CASTEL VOLTURNO. Colpo di scena nel dibattimento contro 11 cittadine brasiliane transgender accusate di far parte di un’organizzazione criminale dedita alla tratta di esseri umani e allo sfruttamento della prostituzione. La Corte d’Assise subirà una modifica nella sua composizione, con la nomina di un nuovo giudice a latere. Gli atti sono stati trasmessi alla presidente del Tribunale di Santa Maria Capua Vetere, che dovrà provvedere alla designazione del magistrato sostitutivo. Il processo, quindi, subirà un rinvio ai primi di aprile in attesa del decreto ufficiale di nomina.

Gli imputati e le accuse

Tra i principali indagati figurano Ricardo José Santos De Silva, conosciuto come Pamela, Rafael Nunes Ds Conceicao alias Tamara, e altri soggetti identificati con nomi d’arte come Elen, Marcela, Paula e Luna Vodianova. L’indagine, avviata dalla Direzione Distrettuale Antimafia di Napoli e condotta dalla squadra mobile di Caserta, ha portato all’arresto degli imputati nel luglio 2024 su disposizione del giudice per le indagini preliminari Luca Dalla Ragione.

Secondo quanto emerso, il gruppo criminale aveva creato un complesso sistema di reclutamento che partiva dal Brasile. Un emissario operante a San Paolo si occupava di adescare le vittime, convincendole a trasferirsi in Italia con la promessa di un futuro migliore. L’organizzazione provvedeva a finanziare il viaggio, garantendo documenti per l’espatrio e biglietti aerei. Giunte all’aeroporto di Milano Linate, le vittime venivano accolte da complici dell’organizzazione, che fornivano loro una falsa dichiarazione di ospitalità per consentire la regolarizzazione temporanea della permanenza nel Paese.

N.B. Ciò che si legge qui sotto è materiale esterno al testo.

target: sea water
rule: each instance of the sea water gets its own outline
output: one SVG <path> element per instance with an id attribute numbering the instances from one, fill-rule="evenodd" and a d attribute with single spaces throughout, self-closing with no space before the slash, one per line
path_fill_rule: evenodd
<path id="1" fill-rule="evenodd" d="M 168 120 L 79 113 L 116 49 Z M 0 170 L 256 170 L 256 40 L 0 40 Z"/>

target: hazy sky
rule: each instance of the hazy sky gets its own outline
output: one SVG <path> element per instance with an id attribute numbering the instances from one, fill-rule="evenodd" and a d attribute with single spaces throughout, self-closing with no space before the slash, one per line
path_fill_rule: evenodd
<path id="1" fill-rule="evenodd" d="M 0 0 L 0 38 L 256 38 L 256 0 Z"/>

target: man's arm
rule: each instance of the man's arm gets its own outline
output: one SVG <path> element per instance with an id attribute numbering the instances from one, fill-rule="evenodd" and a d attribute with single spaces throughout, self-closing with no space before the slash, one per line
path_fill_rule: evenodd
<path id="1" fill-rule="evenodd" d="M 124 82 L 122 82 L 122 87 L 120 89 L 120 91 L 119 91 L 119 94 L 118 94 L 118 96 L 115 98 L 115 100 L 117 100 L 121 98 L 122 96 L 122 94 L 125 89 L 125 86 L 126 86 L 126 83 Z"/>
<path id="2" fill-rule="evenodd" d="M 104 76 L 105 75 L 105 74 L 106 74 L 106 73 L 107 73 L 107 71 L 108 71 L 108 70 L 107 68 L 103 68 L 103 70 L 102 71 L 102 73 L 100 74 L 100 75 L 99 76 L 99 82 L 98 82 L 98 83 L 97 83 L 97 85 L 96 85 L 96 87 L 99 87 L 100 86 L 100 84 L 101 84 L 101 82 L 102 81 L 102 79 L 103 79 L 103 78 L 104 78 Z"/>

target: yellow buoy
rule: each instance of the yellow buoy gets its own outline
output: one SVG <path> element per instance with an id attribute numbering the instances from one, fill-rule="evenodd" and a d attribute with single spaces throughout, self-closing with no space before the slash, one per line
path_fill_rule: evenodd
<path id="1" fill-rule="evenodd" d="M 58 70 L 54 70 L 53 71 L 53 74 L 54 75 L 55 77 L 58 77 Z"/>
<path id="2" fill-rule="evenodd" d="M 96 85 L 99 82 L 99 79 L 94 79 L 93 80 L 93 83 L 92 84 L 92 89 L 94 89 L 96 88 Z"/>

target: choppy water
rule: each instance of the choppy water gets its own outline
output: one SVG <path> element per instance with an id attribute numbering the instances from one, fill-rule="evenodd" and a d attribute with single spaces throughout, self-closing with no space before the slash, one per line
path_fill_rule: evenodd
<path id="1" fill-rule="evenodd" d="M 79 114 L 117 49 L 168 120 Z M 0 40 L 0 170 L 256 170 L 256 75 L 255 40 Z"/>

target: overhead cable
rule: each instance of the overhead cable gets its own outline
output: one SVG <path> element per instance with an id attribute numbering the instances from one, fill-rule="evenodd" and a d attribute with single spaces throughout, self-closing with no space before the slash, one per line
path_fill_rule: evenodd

Le condizioni delle vittime

Una volta in Italia, le persone coinvolte venivano trasferite a Napoli, dove altri membri del gruppo si occupavano di condurle in abitazioni a Castel Volturno. Qui iniziava un incubo: segregazione forzata, controllo serrato e ritiro dei telefoni cellulari per evitare ogni contatto con l’esterno. Le vittime erano costrette a prostituirsi in strada, sotto la costante minaccia di ritorsioni. Gli incassi giornalieri venivano consegnati ai capi dell’organizzazione come pagamento del debito contratto per il viaggio, cifra che inizialmente ammontava a circa 10mila euro ma che, con vari pretesti, subiva continui rialzi.

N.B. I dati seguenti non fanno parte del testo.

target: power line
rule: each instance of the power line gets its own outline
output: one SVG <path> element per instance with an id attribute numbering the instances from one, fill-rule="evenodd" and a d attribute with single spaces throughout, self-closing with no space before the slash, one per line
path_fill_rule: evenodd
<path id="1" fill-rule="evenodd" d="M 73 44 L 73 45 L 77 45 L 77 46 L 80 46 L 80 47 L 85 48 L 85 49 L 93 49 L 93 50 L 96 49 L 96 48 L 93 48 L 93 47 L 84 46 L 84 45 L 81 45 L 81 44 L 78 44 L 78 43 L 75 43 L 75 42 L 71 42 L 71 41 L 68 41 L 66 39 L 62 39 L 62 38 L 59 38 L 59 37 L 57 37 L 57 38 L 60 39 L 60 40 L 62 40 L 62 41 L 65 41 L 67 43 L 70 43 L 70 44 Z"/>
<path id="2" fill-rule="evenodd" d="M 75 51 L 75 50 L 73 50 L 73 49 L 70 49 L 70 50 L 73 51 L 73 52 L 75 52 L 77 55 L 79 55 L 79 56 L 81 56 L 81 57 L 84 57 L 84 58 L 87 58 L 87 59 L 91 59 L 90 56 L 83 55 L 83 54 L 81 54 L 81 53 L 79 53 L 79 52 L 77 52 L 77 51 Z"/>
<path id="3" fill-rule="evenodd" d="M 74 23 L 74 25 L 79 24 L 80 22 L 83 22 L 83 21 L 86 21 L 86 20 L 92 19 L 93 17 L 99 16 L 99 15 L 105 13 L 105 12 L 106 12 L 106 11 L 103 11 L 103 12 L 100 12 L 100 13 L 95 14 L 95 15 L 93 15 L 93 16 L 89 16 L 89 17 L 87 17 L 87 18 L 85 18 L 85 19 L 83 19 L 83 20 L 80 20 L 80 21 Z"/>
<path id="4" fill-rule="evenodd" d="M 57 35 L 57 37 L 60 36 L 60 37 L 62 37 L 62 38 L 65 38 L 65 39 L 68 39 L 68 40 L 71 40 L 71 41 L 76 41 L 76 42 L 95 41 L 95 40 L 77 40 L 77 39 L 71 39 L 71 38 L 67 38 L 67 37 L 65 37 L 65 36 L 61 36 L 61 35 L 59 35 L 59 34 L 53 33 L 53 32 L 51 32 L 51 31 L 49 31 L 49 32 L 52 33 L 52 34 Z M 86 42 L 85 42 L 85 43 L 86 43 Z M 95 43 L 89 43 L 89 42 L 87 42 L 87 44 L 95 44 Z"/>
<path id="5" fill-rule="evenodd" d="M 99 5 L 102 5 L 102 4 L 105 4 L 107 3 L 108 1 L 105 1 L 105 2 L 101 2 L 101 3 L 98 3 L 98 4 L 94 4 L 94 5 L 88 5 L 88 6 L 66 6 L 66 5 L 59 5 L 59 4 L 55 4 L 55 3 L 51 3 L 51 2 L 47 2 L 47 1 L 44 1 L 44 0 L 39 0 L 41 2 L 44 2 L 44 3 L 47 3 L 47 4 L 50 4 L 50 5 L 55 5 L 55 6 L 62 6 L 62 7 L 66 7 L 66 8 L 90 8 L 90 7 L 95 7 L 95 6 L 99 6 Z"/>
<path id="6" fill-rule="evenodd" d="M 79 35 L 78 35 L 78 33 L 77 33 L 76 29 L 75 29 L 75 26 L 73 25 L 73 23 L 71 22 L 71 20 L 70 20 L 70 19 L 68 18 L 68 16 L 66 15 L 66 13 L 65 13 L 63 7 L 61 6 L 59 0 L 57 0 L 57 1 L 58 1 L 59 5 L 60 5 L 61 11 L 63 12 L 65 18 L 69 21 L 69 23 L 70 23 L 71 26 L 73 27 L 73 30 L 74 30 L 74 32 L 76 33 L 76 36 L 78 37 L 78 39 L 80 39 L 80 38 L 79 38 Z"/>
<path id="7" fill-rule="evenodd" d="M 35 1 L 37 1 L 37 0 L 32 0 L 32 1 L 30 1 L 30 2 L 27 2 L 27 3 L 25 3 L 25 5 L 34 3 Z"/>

L’inchiesta, coordinata dai pubblici ministeri Monica Campese e Valentina Sincero, ha messo in luce una struttura criminale transnazionale capace di monopolizzare il mercato della prostituzione transgender nella zona di Castel Volturno. L’attesa ora è per la nomina del nuovo giudice, che permetterà di riprendere il procedimento penale senza ulteriori ritardi.